Cristo come Sintesi del Mistero Eucaristico
Tutti gli avvenimenti narrati nell'Antico Testamento hanno preparato la manifestazione di Gesù Cristo "per annullare il peccato mediante il sacrificio di se stesso" (Ebrei 9,26), rivelando la grandezza del mistero della divina economia. Gesù Cristo è la sintesi di questo mistero, e ogni evento della sua vita trova nella celebrazione eucaristica la sua attualizzazione: "ciò che si compie nel divino sacrificio immagine della salvifica passione, sepoltura e resurrezione di Cristo… e di tutta la sua salvifica permanenza tra noi ed economia nei nostri confronti".
Nella Divina Liturgia, il celebrante "stando davanti al divino altare celebra le sante operazioni di Gesù… In seguito… opera i divinissimi misteri e porta alla vista le cose celebrate". Poiché "gli occhi della fede vedono l’invisibile", il luogo dell'Eucaristia è la grotta di Betlemme, dove ogni credente deve "accorrere a Betlemme (la chiesa), dov’è la casa del pane spirituale".
Con gli Apostoli, i fedeli prendono parte al banchetto mistico della Prima Cena, poiché nella Divina Liturgia "c’è la stessa cena alla quale Gesù prese parte con gli apostoli. Non c’è infatti nessuna differenza tra l’ultima cena e la cena dell’altare". Il santo altare è il Golgota, "poiché offriamo sempre lo stesso Cristo", ed è anche il santo sepolcro, luogo della resurrezione. La Divina Liturgia è la Pasqua perpetua della Chiesa, l'inizio di una nuova era che porta la presenza del Regno di Dio: "Non hai cessato di fare tutto quanto era necessario per ricondurci al cielo, e ci hai fatto dono del tuo regno futuro".
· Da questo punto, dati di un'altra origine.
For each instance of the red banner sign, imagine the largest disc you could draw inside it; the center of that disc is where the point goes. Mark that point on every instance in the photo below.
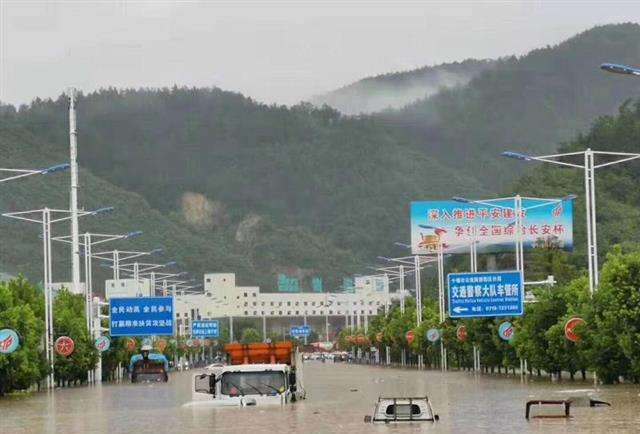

DIVINA LITURGIA DI SAN GIOVANNI CRISOSTOMO - BENEDIZIONE
La Divina Liturgia come Espressione del Regno di Dio
La Divina Liturgia racchiude in sé realtà lontane e vicine, principio e fine, attualizzando il mistero di Gesù Cristo. Egli è "l’Alfa e l’Omèga, il Primo e l’Ultimo, il Principio e la Fine" (Apocalisse 22,13). Allo stesso modo, la Divina Liturgia è, in Cristo, il punto d'incontro dello spazio e del tempo, trasfigurati in uno spazio e tempo liturgico. "La Pasqua del Signore si avvicina, i tempi si uniscono, gli spazi si congiungono e il Verbo che ammaestra i santi si rallegra, lui, per mezzo del quale il Padre è glorificato, cui è la gloria nei secoli".